Sir Tony Baldry, Second Church Estates Commissioner, answered an urgent question tabled by Labour MP Diana Johnson on women bishops on 22 November 2012.
On 20 November, the General Synod of the Church of England voted narrowly against the appointment of women as bishops.
The measure was passed by the Synod's Houses of Bishops and Clergy but was rejected by the House of Laity.
In the Commons, Sir Tony told MPs that a fresh attempt to allow women to become bishops should take place "as soon as possible".
He said the issue should not be "parked for the next couple of years" until after the next round of General Synod elections in 2015.
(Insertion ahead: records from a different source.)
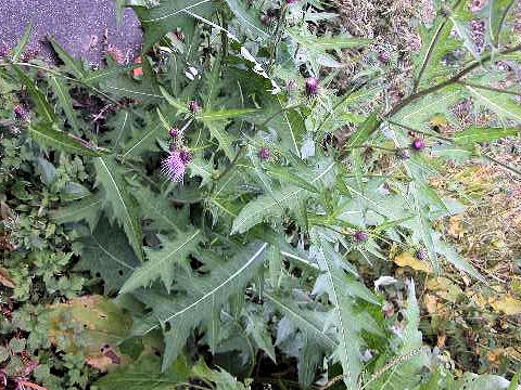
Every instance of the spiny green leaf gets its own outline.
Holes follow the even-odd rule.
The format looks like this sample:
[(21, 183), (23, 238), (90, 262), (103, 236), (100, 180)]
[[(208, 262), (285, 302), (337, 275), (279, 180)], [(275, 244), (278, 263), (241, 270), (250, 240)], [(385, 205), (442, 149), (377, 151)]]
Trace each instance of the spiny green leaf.
[[(217, 119), (215, 119), (217, 120)], [(233, 139), (230, 134), (226, 131), (226, 121), (204, 121), (204, 125), (208, 128), (209, 134), (213, 139), (216, 139), (219, 143), (219, 148), (225, 152), (226, 157), (230, 159), (230, 161), (234, 157), (233, 150), (231, 147), (231, 143)]]
[(81, 141), (73, 139), (67, 133), (54, 130), (51, 125), (30, 125), (30, 136), (42, 144), (62, 152), (77, 154), (87, 157), (99, 157), (105, 155), (107, 152), (86, 146)]
[[(100, 207), (100, 205), (98, 205)], [(101, 219), (92, 234), (81, 237), (81, 256), (75, 265), (76, 271), (90, 271), (94, 277), (103, 280), (105, 295), (116, 292), (140, 265), (125, 233)]]
[[(165, 334), (163, 368), (180, 353), (191, 330), (198, 325), (206, 327), (216, 308), (223, 307), (229, 297), (242, 295), (245, 284), (256, 274), (264, 262), (268, 244), (252, 243), (228, 261), (204, 252), (204, 274), (188, 277), (182, 274), (176, 280), (176, 290), (183, 295), (166, 296), (153, 290), (137, 290), (134, 295), (153, 312), (136, 324), (136, 334), (148, 334), (169, 323), (171, 330)], [(241, 292), (239, 292), (241, 291)]]
[(72, 223), (87, 221), (90, 230), (93, 230), (100, 218), (103, 204), (100, 194), (92, 194), (78, 202), (73, 202), (51, 212), (51, 219), (55, 223)]
[(203, 112), (198, 119), (203, 120), (204, 122), (212, 122), (214, 120), (225, 120), (237, 117), (243, 117), (246, 114), (256, 112), (256, 108), (231, 108), (231, 109), (219, 109), (219, 110), (207, 110)]
[(174, 240), (162, 237), (162, 249), (147, 249), (149, 260), (132, 272), (120, 288), (119, 294), (132, 291), (138, 287), (147, 287), (158, 277), (165, 284), (166, 289), (169, 290), (176, 269), (179, 265), (186, 265), (188, 257), (198, 251), (201, 240), (201, 231), (193, 229), (177, 234)]
[(465, 88), (481, 104), (496, 113), (499, 118), (521, 122), (521, 105), (514, 102), (511, 95), (471, 86), (465, 86)]
[(372, 113), (367, 117), (367, 119), (356, 129), (356, 131), (350, 136), (346, 147), (360, 146), (366, 142), (369, 136), (377, 130), (379, 125), (378, 114)]
[(138, 210), (135, 199), (128, 190), (122, 168), (117, 166), (114, 157), (98, 157), (94, 159), (97, 171), (97, 185), (102, 187), (104, 202), (103, 207), (109, 206), (112, 211), (112, 220), (117, 220), (127, 234), (130, 246), (141, 260), (142, 233), (141, 221), (138, 218)]
[(153, 193), (144, 185), (136, 185), (132, 195), (139, 203), (139, 211), (143, 219), (151, 219), (150, 227), (161, 232), (180, 233), (188, 225), (186, 213), (171, 207), (168, 199)]
[(73, 100), (71, 99), (65, 82), (63, 82), (55, 76), (51, 76), (49, 78), (49, 82), (58, 96), (58, 101), (60, 102), (60, 105), (65, 113), (65, 117), (67, 118), (68, 123), (76, 133), (79, 133), (78, 118), (76, 117), (76, 113), (73, 109)]
[(335, 353), (342, 364), (345, 385), (348, 389), (355, 389), (363, 368), (360, 356), (363, 341), (358, 334), (359, 326), (353, 321), (354, 300), (344, 289), (343, 283), (339, 284), (339, 277), (342, 277), (344, 271), (325, 256), (321, 247), (318, 248), (318, 264), (326, 274), (329, 300), (335, 312), (339, 339)]
[(195, 366), (192, 368), (193, 374), (205, 380), (209, 380), (215, 384), (216, 390), (247, 390), (250, 387), (244, 386), (236, 378), (233, 378), (229, 373), (219, 368), (219, 370), (212, 370), (208, 368), (204, 360), (200, 360)]
[(183, 360), (162, 373), (161, 358), (150, 354), (102, 376), (93, 386), (100, 390), (171, 390), (185, 387), (188, 380), (189, 368)]
[[(310, 184), (317, 183), (321, 178), (328, 174), (334, 167), (334, 162), (323, 165), (318, 170)], [(280, 217), (284, 208), (294, 210), (302, 198), (309, 197), (312, 194), (297, 186), (285, 186), (274, 191), (269, 195), (262, 195), (255, 200), (250, 202), (233, 220), (231, 234), (244, 233), (251, 227), (260, 223), (265, 218)]]
[(47, 101), (43, 93), (40, 92), (40, 90), (35, 86), (33, 80), (26, 75), (24, 70), (22, 70), (18, 65), (11, 64), (11, 66), (27, 88), (27, 92), (29, 93), (30, 99), (33, 99), (33, 102), (36, 104), (38, 113), (43, 117), (42, 119), (49, 123), (54, 122), (56, 120), (56, 115), (52, 110), (52, 107)]
[(243, 2), (239, 0), (225, 0), (230, 8), (237, 21), (246, 31), (250, 31), (254, 38), (260, 38), (262, 40), (269, 39), (269, 35), (265, 31), (265, 28), (260, 25), (259, 15), (252, 15), (251, 10), (246, 10)]

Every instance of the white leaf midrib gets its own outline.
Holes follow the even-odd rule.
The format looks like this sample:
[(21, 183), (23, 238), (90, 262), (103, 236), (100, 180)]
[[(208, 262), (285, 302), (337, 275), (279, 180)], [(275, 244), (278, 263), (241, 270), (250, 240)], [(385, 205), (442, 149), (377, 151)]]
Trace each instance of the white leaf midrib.
[[(202, 296), (201, 298), (199, 298), (198, 300), (195, 300), (194, 302), (190, 303), (189, 306), (182, 308), (181, 310), (175, 312), (174, 314), (170, 314), (168, 317), (166, 317), (165, 320), (162, 320), (161, 323), (167, 323), (176, 317), (178, 317), (179, 315), (182, 315), (183, 313), (188, 312), (189, 310), (195, 308), (196, 306), (199, 306), (201, 302), (203, 302), (204, 300), (206, 300), (208, 297), (213, 296), (214, 294), (217, 294), (217, 291), (219, 289), (221, 289), (224, 286), (226, 286), (228, 283), (230, 283), (232, 280), (234, 280), (237, 276), (239, 276), (245, 269), (247, 269), (250, 266), (251, 263), (253, 263), (259, 256), (260, 253), (266, 249), (266, 247), (268, 246), (268, 243), (264, 243), (260, 248), (239, 269), (237, 270), (236, 272), (233, 272), (229, 277), (227, 277), (225, 281), (223, 281), (223, 283), (220, 283), (218, 286), (214, 287), (212, 290), (209, 290), (208, 292), (206, 292), (204, 296)], [(160, 325), (158, 324), (155, 324), (153, 326), (151, 326), (148, 330), (145, 330), (143, 333), (143, 335), (147, 335), (148, 333), (152, 332), (153, 329), (157, 328)]]

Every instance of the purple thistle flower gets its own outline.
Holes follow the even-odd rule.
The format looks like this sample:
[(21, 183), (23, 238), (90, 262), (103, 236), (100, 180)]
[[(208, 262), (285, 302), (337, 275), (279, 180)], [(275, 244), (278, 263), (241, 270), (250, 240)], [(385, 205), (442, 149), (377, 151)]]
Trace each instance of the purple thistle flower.
[(182, 150), (179, 152), (179, 156), (181, 157), (181, 161), (182, 164), (185, 164), (185, 166), (189, 165), (192, 160), (192, 154), (190, 153), (190, 151)]
[(170, 136), (173, 139), (176, 139), (177, 135), (179, 135), (179, 129), (178, 128), (171, 128), (170, 130), (168, 130), (168, 134), (170, 134)]
[(417, 138), (415, 141), (412, 141), (412, 148), (415, 151), (421, 151), (422, 148), (425, 147), (425, 141), (423, 139)]
[(174, 182), (180, 182), (182, 180), (186, 168), (179, 151), (170, 151), (168, 157), (161, 162), (161, 173)]
[(409, 154), (407, 153), (407, 150), (405, 148), (398, 148), (396, 151), (396, 157), (398, 157), (399, 159), (408, 159), (410, 156)]
[(427, 252), (424, 250), (417, 250), (416, 251), (416, 258), (418, 260), (425, 260), (427, 259)]
[(269, 153), (269, 150), (265, 146), (260, 147), (257, 152), (258, 158), (260, 158), (263, 161), (266, 161), (269, 159), (271, 156), (271, 153)]
[(22, 119), (22, 120), (28, 120), (29, 119), (29, 113), (27, 109), (24, 108), (22, 104), (17, 104), (13, 108), (14, 116), (16, 119)]
[(357, 231), (353, 237), (355, 238), (355, 242), (357, 243), (363, 243), (367, 239), (367, 237), (369, 237), (369, 234), (367, 234), (366, 232), (364, 231)]
[(314, 96), (318, 91), (318, 80), (315, 77), (309, 77), (306, 80), (306, 94), (308, 96)]
[(188, 109), (190, 110), (190, 113), (195, 114), (201, 109), (201, 106), (199, 105), (198, 101), (190, 101), (188, 103)]
[(383, 63), (387, 63), (391, 61), (391, 55), (386, 52), (386, 51), (382, 51), (379, 55), (378, 55), (378, 60), (380, 60), (381, 62)]

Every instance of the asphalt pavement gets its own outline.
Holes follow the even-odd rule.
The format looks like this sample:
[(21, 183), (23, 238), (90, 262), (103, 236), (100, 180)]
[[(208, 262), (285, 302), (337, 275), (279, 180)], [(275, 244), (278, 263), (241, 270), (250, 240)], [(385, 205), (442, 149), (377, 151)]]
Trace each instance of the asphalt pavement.
[(131, 62), (142, 43), (134, 11), (126, 9), (118, 25), (113, 0), (0, 0), (0, 55), (16, 44), (29, 22), (26, 58), (52, 61), (48, 36), (92, 65), (101, 64), (107, 50), (120, 63)]

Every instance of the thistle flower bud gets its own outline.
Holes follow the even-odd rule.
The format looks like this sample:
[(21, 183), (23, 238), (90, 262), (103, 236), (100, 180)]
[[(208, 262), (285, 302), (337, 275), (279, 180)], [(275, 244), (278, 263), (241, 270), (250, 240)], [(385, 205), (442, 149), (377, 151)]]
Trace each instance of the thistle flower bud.
[(306, 94), (315, 96), (318, 92), (318, 80), (315, 77), (309, 77), (306, 80)]
[(398, 148), (396, 151), (396, 157), (399, 159), (408, 159), (410, 156), (405, 148)]
[(180, 182), (185, 176), (186, 164), (179, 151), (170, 151), (168, 157), (161, 162), (161, 173), (173, 182)]
[(418, 260), (425, 260), (427, 259), (427, 252), (424, 250), (421, 250), (421, 249), (417, 250), (415, 256)]
[(378, 60), (380, 60), (381, 62), (383, 63), (387, 63), (391, 61), (391, 55), (389, 55), (389, 53), (386, 51), (382, 51), (379, 55), (378, 55)]
[(423, 139), (417, 138), (412, 141), (412, 148), (417, 152), (423, 150), (425, 147), (425, 141)]
[(369, 234), (367, 234), (364, 231), (357, 231), (354, 235), (353, 238), (355, 239), (356, 243), (363, 243), (369, 237)]
[(198, 101), (190, 101), (188, 103), (188, 109), (190, 110), (190, 113), (195, 114), (201, 109), (201, 106), (199, 105)]
[(24, 108), (24, 106), (22, 104), (15, 105), (14, 108), (13, 108), (13, 112), (14, 112), (14, 116), (16, 117), (16, 119), (20, 119), (20, 120), (28, 120), (29, 119), (29, 113), (27, 112), (27, 109)]
[(192, 160), (192, 154), (190, 151), (182, 150), (179, 152), (179, 157), (181, 158), (182, 164), (189, 165), (190, 161)]
[(271, 17), (269, 17), (268, 15), (262, 15), (260, 23), (263, 24), (263, 26), (268, 27), (271, 24)]
[(260, 158), (263, 161), (267, 161), (269, 157), (271, 156), (271, 153), (267, 147), (260, 147), (257, 152), (258, 158)]
[(171, 128), (170, 130), (168, 130), (168, 134), (175, 139), (177, 138), (177, 135), (179, 135), (179, 129), (178, 128)]

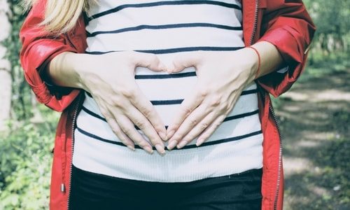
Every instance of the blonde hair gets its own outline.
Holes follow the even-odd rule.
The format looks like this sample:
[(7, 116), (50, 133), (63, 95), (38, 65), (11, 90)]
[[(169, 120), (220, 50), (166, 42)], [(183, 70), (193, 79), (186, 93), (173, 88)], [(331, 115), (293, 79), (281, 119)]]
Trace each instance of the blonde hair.
[[(38, 1), (24, 0), (28, 9)], [(72, 29), (83, 12), (88, 13), (97, 0), (46, 0), (45, 18), (40, 24), (49, 33), (62, 34)]]

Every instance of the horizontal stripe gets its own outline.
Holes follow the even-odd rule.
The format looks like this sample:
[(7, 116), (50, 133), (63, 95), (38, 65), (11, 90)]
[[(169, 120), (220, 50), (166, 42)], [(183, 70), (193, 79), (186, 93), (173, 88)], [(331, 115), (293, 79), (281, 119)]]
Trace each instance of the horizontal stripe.
[[(169, 48), (169, 49), (160, 49), (160, 50), (135, 50), (134, 51), (139, 52), (146, 53), (153, 53), (153, 54), (166, 54), (166, 53), (174, 53), (181, 52), (190, 52), (190, 51), (234, 51), (244, 48), (244, 47), (188, 47), (188, 48)], [(102, 51), (85, 51), (85, 53), (90, 55), (102, 55), (110, 52), (122, 52), (123, 50), (110, 50), (106, 52)]]
[[(89, 137), (95, 139), (97, 140), (102, 141), (106, 142), (106, 143), (115, 144), (115, 145), (118, 145), (118, 146), (126, 146), (125, 145), (124, 145), (121, 142), (115, 141), (108, 140), (108, 139), (106, 139), (102, 138), (102, 137), (100, 137), (99, 136), (94, 135), (94, 134), (93, 134), (92, 133), (90, 133), (90, 132), (87, 132), (85, 130), (83, 130), (83, 129), (81, 129), (81, 128), (80, 128), (78, 127), (77, 127), (76, 129), (78, 130), (78, 131), (80, 133), (81, 133), (81, 134), (84, 134), (85, 136), (88, 136)], [(187, 146), (185, 146), (184, 147), (183, 147), (181, 148), (181, 150), (182, 149), (194, 148), (202, 147), (202, 146), (211, 146), (211, 145), (215, 145), (215, 144), (218, 144), (227, 143), (227, 142), (233, 141), (237, 141), (237, 140), (243, 139), (245, 139), (245, 138), (251, 137), (251, 136), (255, 136), (255, 135), (258, 135), (258, 134), (260, 134), (262, 133), (262, 132), (261, 130), (255, 131), (255, 132), (251, 132), (251, 133), (248, 133), (248, 134), (244, 134), (244, 135), (241, 135), (241, 136), (233, 136), (233, 137), (230, 137), (230, 138), (226, 138), (226, 139), (223, 139), (212, 141), (209, 141), (209, 142), (204, 142), (204, 143), (203, 143), (200, 146), (197, 146), (197, 145), (195, 145), (195, 144), (187, 145)], [(135, 145), (135, 149), (142, 149), (142, 148), (141, 148), (138, 145)], [(165, 150), (168, 150), (166, 147), (164, 148), (164, 149)], [(153, 147), (153, 150), (156, 150), (154, 146)], [(177, 148), (175, 148), (173, 150), (177, 150)]]
[(253, 111), (244, 113), (236, 115), (233, 115), (233, 116), (226, 117), (223, 120), (223, 122), (226, 122), (226, 121), (230, 121), (230, 120), (237, 120), (237, 119), (239, 119), (239, 118), (243, 118), (248, 117), (248, 116), (251, 116), (251, 115), (255, 115), (255, 114), (257, 114), (258, 113), (259, 113), (259, 110), (257, 109), (257, 110)]
[(107, 15), (111, 13), (116, 13), (127, 8), (144, 8), (151, 6), (159, 6), (164, 5), (192, 5), (192, 4), (211, 4), (220, 6), (224, 6), (230, 8), (241, 10), (241, 7), (238, 5), (233, 4), (227, 4), (225, 2), (216, 1), (158, 1), (151, 3), (144, 3), (137, 4), (124, 4), (118, 6), (110, 10), (94, 14), (91, 17), (88, 17), (88, 21), (90, 22), (94, 19)]
[(120, 29), (113, 31), (94, 31), (92, 33), (89, 33), (88, 31), (86, 31), (86, 33), (88, 34), (88, 37), (92, 37), (99, 34), (118, 34), (127, 31), (139, 31), (142, 29), (165, 29), (189, 28), (189, 27), (213, 27), (213, 28), (218, 28), (218, 29), (223, 29), (232, 30), (232, 31), (242, 30), (241, 27), (231, 27), (227, 25), (222, 25), (222, 24), (216, 24), (211, 23), (194, 22), (194, 23), (178, 23), (178, 24), (161, 24), (161, 25), (142, 24), (136, 27)]
[[(83, 106), (82, 110), (84, 111), (85, 112), (86, 112), (90, 115), (94, 117), (94, 118), (98, 118), (98, 119), (99, 119), (99, 120), (101, 120), (102, 121), (104, 121), (106, 122), (107, 122), (107, 120), (106, 120), (106, 118), (104, 118), (104, 117), (99, 115), (99, 114), (93, 112), (92, 111), (88, 109), (88, 108), (85, 107), (84, 106)], [(239, 119), (239, 118), (245, 118), (245, 117), (257, 114), (258, 113), (259, 113), (259, 110), (257, 109), (257, 110), (253, 111), (244, 113), (239, 114), (239, 115), (232, 115), (232, 116), (226, 117), (223, 120), (223, 122), (230, 121), (230, 120), (237, 120), (237, 119)], [(140, 129), (136, 125), (134, 125), (134, 127), (135, 127), (136, 130), (140, 130)], [(168, 127), (168, 125), (165, 125), (165, 129), (167, 129), (167, 127)]]
[[(241, 93), (241, 96), (242, 95), (246, 95), (246, 94), (253, 94), (256, 93), (258, 92), (257, 89), (253, 89), (253, 90), (244, 90), (242, 91)], [(91, 94), (88, 92), (86, 92), (86, 94), (92, 98), (92, 96)], [(183, 101), (183, 99), (172, 99), (172, 100), (151, 100), (150, 101), (150, 103), (152, 103), (153, 105), (172, 105), (172, 104), (181, 104), (182, 102)]]
[[(88, 109), (88, 108), (85, 107), (84, 106), (83, 106), (81, 109), (83, 111), (84, 111), (85, 112), (86, 112), (87, 113), (88, 113), (89, 115), (93, 116), (94, 118), (98, 118), (102, 121), (107, 122), (107, 120), (106, 120), (106, 118), (95, 113), (94, 112), (92, 111), (91, 110)], [(135, 127), (136, 130), (141, 130), (141, 129), (139, 127), (137, 127), (136, 125), (134, 125), (134, 127)], [(167, 129), (167, 128), (168, 128), (168, 126), (165, 125), (165, 129)]]
[(142, 79), (166, 79), (166, 78), (183, 78), (188, 76), (196, 76), (197, 74), (195, 71), (186, 72), (186, 73), (177, 73), (177, 74), (148, 74), (148, 75), (135, 75), (135, 79), (142, 80)]

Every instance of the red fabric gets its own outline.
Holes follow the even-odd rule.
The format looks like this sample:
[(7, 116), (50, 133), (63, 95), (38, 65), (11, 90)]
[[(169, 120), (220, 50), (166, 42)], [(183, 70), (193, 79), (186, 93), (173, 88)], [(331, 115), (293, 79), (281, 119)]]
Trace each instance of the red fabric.
[[(274, 72), (258, 79), (258, 84), (263, 88), (259, 95), (260, 117), (264, 136), (262, 209), (282, 209), (284, 183), (280, 158), (281, 139), (271, 114), (271, 102), (267, 92), (277, 97), (288, 90), (299, 77), (305, 65), (307, 53), (304, 51), (310, 44), (315, 27), (302, 1), (260, 0), (256, 32), (252, 37), (255, 20), (255, 1), (242, 1), (246, 46), (258, 41), (269, 41), (276, 47), (284, 59), (285, 65), (289, 66), (285, 74)], [(83, 52), (86, 48), (85, 24), (80, 17), (79, 22), (71, 32), (57, 37), (48, 36), (43, 32), (42, 27), (37, 26), (43, 20), (46, 1), (38, 1), (20, 31), (23, 43), (20, 61), (25, 78), (38, 100), (54, 110), (64, 111), (55, 142), (50, 208), (66, 209), (71, 164), (72, 114), (76, 104), (74, 99), (79, 90), (74, 90), (62, 97), (57, 97), (49, 91), (38, 70), (45, 67), (52, 57), (62, 52)], [(253, 41), (251, 43), (251, 40)], [(64, 192), (61, 191), (62, 184), (65, 186)]]

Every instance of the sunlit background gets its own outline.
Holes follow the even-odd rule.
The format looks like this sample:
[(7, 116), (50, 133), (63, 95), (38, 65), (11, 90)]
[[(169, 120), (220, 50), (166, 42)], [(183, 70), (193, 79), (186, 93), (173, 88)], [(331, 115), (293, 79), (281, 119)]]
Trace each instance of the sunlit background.
[[(24, 80), (20, 1), (0, 0), (0, 209), (48, 209), (59, 114), (38, 104)], [(308, 65), (274, 99), (283, 136), (284, 209), (350, 209), (350, 1), (304, 2), (317, 26)]]

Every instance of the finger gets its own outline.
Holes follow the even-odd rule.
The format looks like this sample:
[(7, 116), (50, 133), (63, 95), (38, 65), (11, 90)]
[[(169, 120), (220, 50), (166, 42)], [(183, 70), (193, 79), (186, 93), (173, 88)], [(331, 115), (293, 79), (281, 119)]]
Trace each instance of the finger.
[(157, 151), (160, 154), (164, 154), (165, 150), (164, 149), (163, 141), (147, 118), (131, 104), (125, 114), (148, 138), (152, 145), (154, 145), (157, 149)]
[(115, 113), (113, 113), (113, 114), (122, 132), (144, 150), (152, 154), (153, 153), (152, 146), (145, 139), (144, 139), (144, 137), (142, 137), (141, 134), (137, 132), (134, 126), (134, 123), (121, 113), (117, 112)]
[(206, 115), (202, 121), (198, 122), (181, 140), (178, 142), (178, 148), (181, 148), (197, 138), (205, 129), (206, 129), (218, 117), (215, 112)]
[(133, 56), (134, 56), (134, 64), (136, 66), (146, 67), (155, 71), (167, 70), (167, 66), (160, 62), (155, 54), (135, 52)]
[(180, 106), (178, 113), (175, 115), (171, 125), (168, 127), (167, 131), (167, 137), (168, 139), (172, 137), (175, 132), (178, 129), (185, 119), (203, 101), (206, 94), (202, 91), (195, 91), (195, 94), (186, 98)]
[(200, 105), (197, 108), (195, 108), (181, 123), (179, 127), (176, 130), (176, 132), (174, 134), (172, 137), (169, 140), (168, 149), (171, 150), (175, 146), (173, 141), (176, 141), (178, 144), (181, 142), (181, 146), (178, 145), (178, 148), (182, 148), (187, 143), (183, 141), (183, 136), (185, 136), (191, 130), (192, 130), (199, 122), (202, 121), (203, 118), (210, 112), (208, 106), (205, 104)]
[(173, 68), (170, 71), (179, 72), (187, 67), (197, 66), (200, 62), (200, 52), (178, 53), (173, 59)]
[(134, 105), (150, 122), (155, 132), (163, 141), (167, 141), (167, 130), (158, 113), (154, 108), (152, 103), (145, 97), (140, 89), (137, 88), (134, 96), (130, 99)]
[(130, 149), (132, 150), (135, 150), (135, 146), (134, 144), (134, 141), (130, 139), (120, 129), (120, 127), (117, 123), (117, 121), (115, 120), (110, 116), (108, 116), (106, 118), (106, 120), (107, 121), (107, 123), (109, 125), (109, 127), (111, 127), (111, 129), (113, 132), (113, 133), (119, 138), (120, 141), (122, 141), (124, 145), (127, 146)]
[(211, 134), (213, 134), (215, 130), (216, 130), (216, 128), (218, 128), (218, 127), (223, 122), (225, 117), (226, 115), (218, 117), (207, 128), (206, 128), (203, 131), (203, 132), (200, 135), (200, 136), (198, 136), (198, 139), (197, 139), (197, 146), (200, 146), (206, 139), (208, 139), (210, 136), (211, 136)]

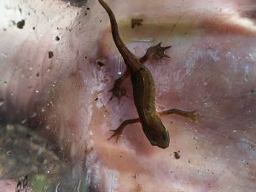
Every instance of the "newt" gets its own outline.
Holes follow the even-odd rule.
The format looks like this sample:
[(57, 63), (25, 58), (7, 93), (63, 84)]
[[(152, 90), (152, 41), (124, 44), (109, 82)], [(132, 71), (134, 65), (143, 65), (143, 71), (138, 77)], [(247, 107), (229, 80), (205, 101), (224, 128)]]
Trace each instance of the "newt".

"It is perfectly possible for a different and amended measure to consecrate women bishops to be considered by General Synod," he said.
Sir Tony, who represents the Church of England in the Commons, told MPs it was "impossible for me to explain" how the Synod opposed the measure.
The measure would have made it lawful for women to be consecrated to the office of bishop.
David Cameron has said he is "very sad" that the Church of England rejected the introduction of women bishops.
But he said Parliament had to "respect the individual institutions and the way they work" during prime minister's questions that week.
The outgoing Archbishop of Canterbury, the Most Reverend Rowan Williams, spoke of his "deep personal sadness" after the vote.